We performed a retrospective study of 472 patients hospitalized for ischemic stroke between 2016 and 2021 in the Neurology Department of the University Hospital of Conakry, confirmed by neuroradiological explorations (brain CT, MRI-Angio) and a biological workup including VDRL-TPHA serological reactions in blood and CSF.
Syphilitic etiology was retained for six (6) patients (4 men and 2 women) with a mean age of 43 years (extremes 36 and 49 years). The clinical picture was dominated by carotid syndromes: superficial and deep sylvian syndrome, anterior cerebral artery syndrome and vertebro-basilar syndromes and one case of lacunar syndrome.The diagnosis was based on the positivity of serological reactions (VDRL-TPHA) in blood and cerebrospinal fluid (CSF) and the presence of a predominantly lymphocytic hypercellularity and a hyperproteinorachy in the CSF in the absence of any other etiology.

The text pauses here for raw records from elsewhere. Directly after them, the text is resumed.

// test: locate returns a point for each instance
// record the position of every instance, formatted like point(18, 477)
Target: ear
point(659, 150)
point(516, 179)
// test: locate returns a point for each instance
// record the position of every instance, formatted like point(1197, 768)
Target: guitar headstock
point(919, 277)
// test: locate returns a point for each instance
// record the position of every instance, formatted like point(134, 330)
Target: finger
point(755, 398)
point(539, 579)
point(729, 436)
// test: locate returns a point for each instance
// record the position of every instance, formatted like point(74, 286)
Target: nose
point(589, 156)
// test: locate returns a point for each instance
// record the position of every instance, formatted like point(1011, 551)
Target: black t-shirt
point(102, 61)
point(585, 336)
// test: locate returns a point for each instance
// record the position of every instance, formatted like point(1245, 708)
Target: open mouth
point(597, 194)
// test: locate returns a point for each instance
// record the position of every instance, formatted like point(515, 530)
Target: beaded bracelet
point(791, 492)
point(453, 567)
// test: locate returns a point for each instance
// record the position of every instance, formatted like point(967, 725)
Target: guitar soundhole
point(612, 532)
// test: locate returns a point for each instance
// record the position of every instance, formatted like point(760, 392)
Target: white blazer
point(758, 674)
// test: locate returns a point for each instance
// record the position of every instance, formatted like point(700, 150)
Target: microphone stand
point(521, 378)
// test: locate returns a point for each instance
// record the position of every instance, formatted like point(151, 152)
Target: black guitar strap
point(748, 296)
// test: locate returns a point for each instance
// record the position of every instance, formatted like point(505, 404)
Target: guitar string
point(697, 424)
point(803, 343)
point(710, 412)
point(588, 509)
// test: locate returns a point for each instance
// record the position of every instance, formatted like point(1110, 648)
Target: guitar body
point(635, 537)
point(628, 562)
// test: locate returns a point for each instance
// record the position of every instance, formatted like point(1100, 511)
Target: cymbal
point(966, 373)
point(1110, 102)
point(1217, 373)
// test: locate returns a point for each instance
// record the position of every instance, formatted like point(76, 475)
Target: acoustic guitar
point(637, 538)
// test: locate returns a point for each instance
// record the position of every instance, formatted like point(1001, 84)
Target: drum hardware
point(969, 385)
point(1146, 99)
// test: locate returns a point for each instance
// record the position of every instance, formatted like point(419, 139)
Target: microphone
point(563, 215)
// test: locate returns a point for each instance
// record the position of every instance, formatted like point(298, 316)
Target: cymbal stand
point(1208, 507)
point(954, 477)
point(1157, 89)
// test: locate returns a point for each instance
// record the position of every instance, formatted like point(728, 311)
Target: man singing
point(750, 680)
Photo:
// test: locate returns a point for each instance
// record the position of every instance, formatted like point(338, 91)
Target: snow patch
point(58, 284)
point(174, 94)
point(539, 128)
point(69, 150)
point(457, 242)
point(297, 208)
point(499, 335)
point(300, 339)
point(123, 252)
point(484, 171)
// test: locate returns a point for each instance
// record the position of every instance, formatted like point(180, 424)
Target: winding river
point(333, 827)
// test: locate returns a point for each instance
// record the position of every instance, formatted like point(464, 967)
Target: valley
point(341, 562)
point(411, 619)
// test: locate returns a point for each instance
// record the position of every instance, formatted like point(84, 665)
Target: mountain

These neurological vascular syndromes consecutive to a cerebral treponematous attack are often the result of a still poorly conducted management of primary and secondary syphilis in our country.
在撒哈拉以南非洲地区(SSA),中风是一个重大的公共卫生问题,由于医疗资源不足,其病因方面的研究和记录很少;梅毒病因很少被提及。
我们对2016年至2021年间在科纳克里大学医院神经科住院的472例缺血性中风患者进行了回顾性研究,这些患者经神经放射学检查(脑部CT、MRI血管造影)及包括血液和脑脊液中的VDRL - TPHA血清学反应在内的生物学检查得以确诊。
6例(4男2女)患者被认定为梅毒病因,平均年龄43岁(范围36至49岁)。临床表现以颈动脉综合征为主:浅部和深部大脑外侧裂综合征、大脑前动脉综合征和椎基底动脉综合征,还有1例腔隙综合征。诊断依据是血液和脑脊液(CSF)中血清学反应(VDRL - TPHA)呈阳性,以及在没有任何其他病因的情况下,脑脊液中主要为淋巴细胞增多和蛋白含量增高。
这些继发于脑梅毒感染的神经血管综合征往往是我国一期和二期梅毒治疗仍不完善的结果。